M.D.'s research probes apnea causes

Saturday, March 31, 2007

Do genetics play a role in determining who is prone to obstructive sleep apnea? And is the severity of OSA linked to certain physiological traits?
These are among two of the key questions sleep specialist Dr. Charles Atwood is trying to find out in his ongoing research.
Atwood, associate professor of medicine at the University of Pittsburgh's division of pulmonary, allergy, and critical care medicine, says he is interested in learning about "every imaginable aspect" of the sleep disorder that is widely believed to be the root cause of serious health threats like heart disease and stroke.
"Some of the most important research questions in the field right now have to do with understanding the genetics of sleep apnea," he said. "There have been connections made for some time. Cranial facial features can also be a factor in whether someone is susceptible to apnea. Diagnostic scans of the face and upper airway can give us more information about how people breathe and some of the influential variables as well."
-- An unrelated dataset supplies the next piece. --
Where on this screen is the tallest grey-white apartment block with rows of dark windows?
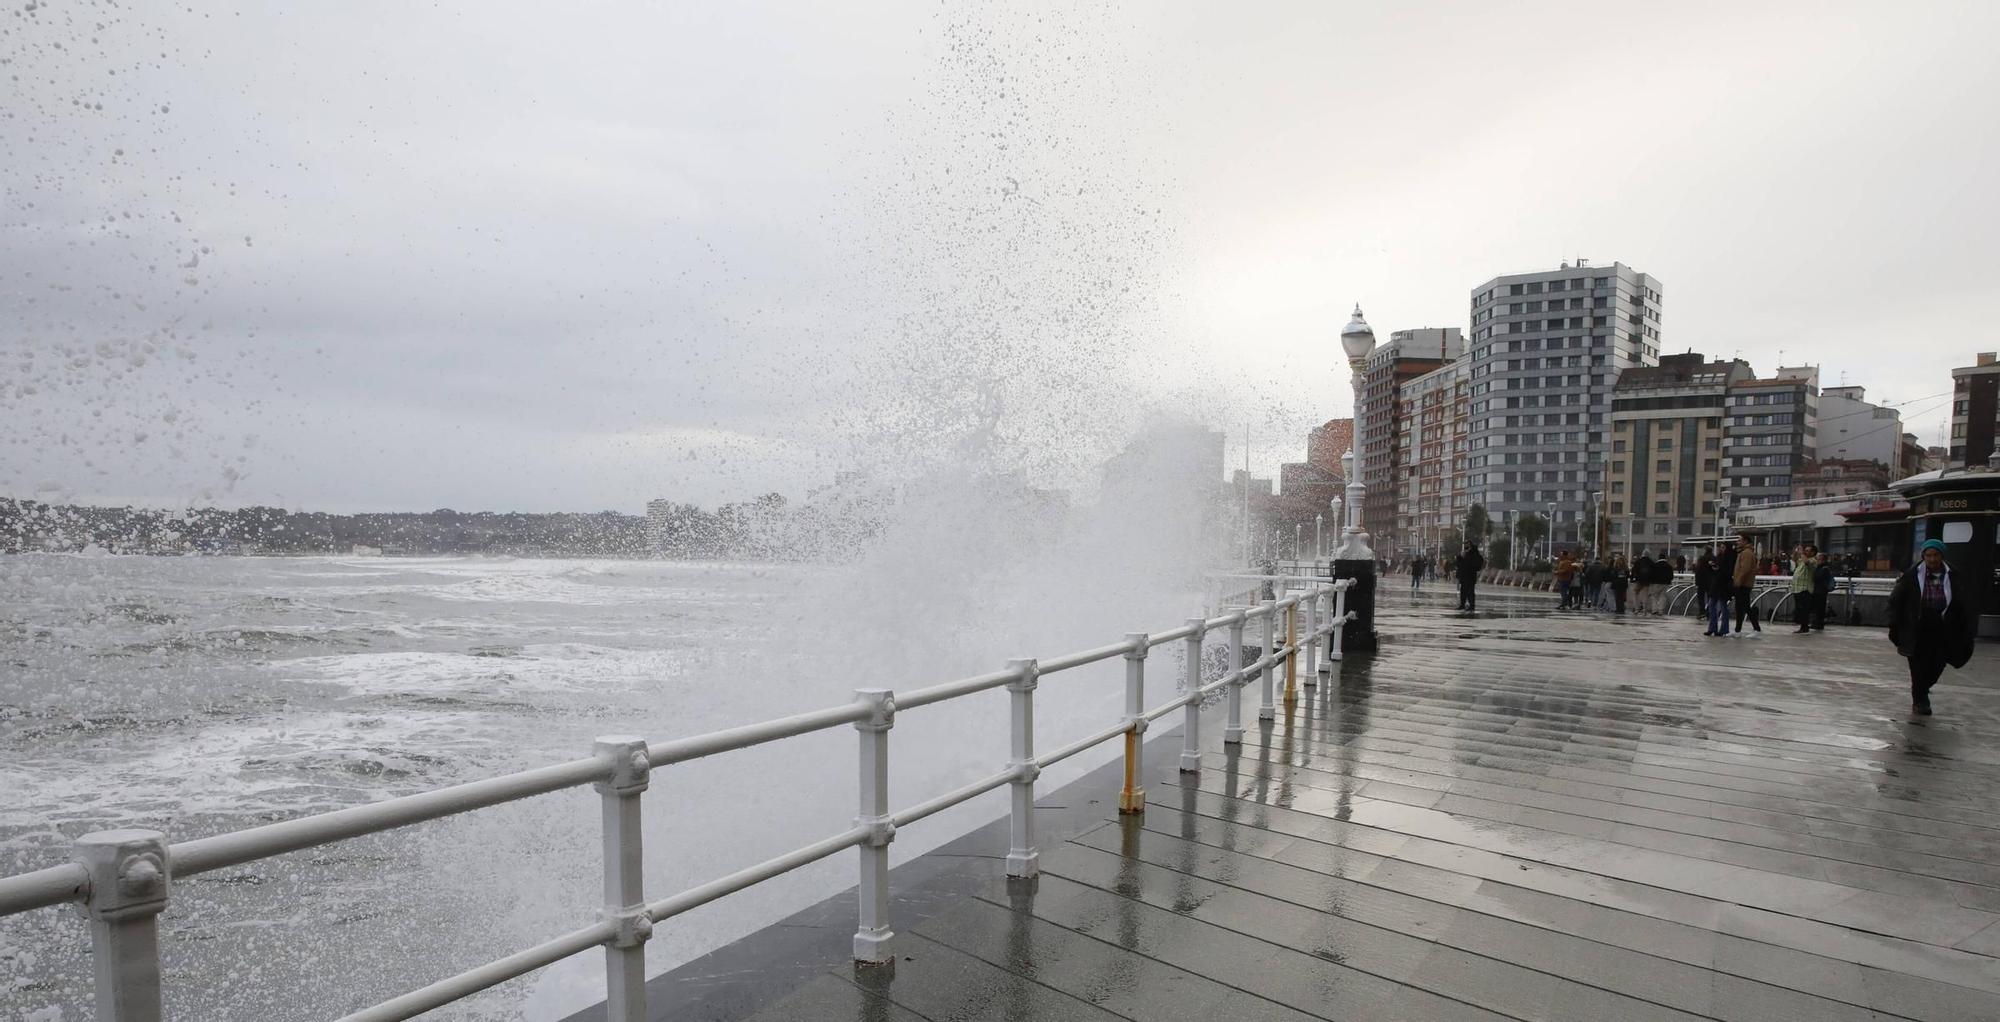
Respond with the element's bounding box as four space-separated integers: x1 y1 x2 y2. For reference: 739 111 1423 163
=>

Although he considers advancement of sleep diagnostic equipment to be "at a little bit of a slow point," Atwood said he is interested in apnea screening devices being developed by respiratory manufacturers ResMed and Respironics.
"There is a move toward very simple devices to detect people that primarily have significant sleep apnea," Atwood said. "It is not clear whether these simple screeners detect milder forms of the disease, but it's intriguing that these companies are thinking about designing products that primarily detect the more severe form of the disease."
While Atwood says he isn't totally convinced that at-home sleep test results are an adequate substitute for freestanding sleep labs, he isn't dismissing them, either.
"I'm keeping an open mind about it," he said. "Some of the portable technology is promising, but more research needs to be done to find out how it fits in."
Atwood himself is embarking on a detailed study of portable systems to be carried out at Veterans Administration hospitals in Pittsburgh and Philadelphia over the next three years.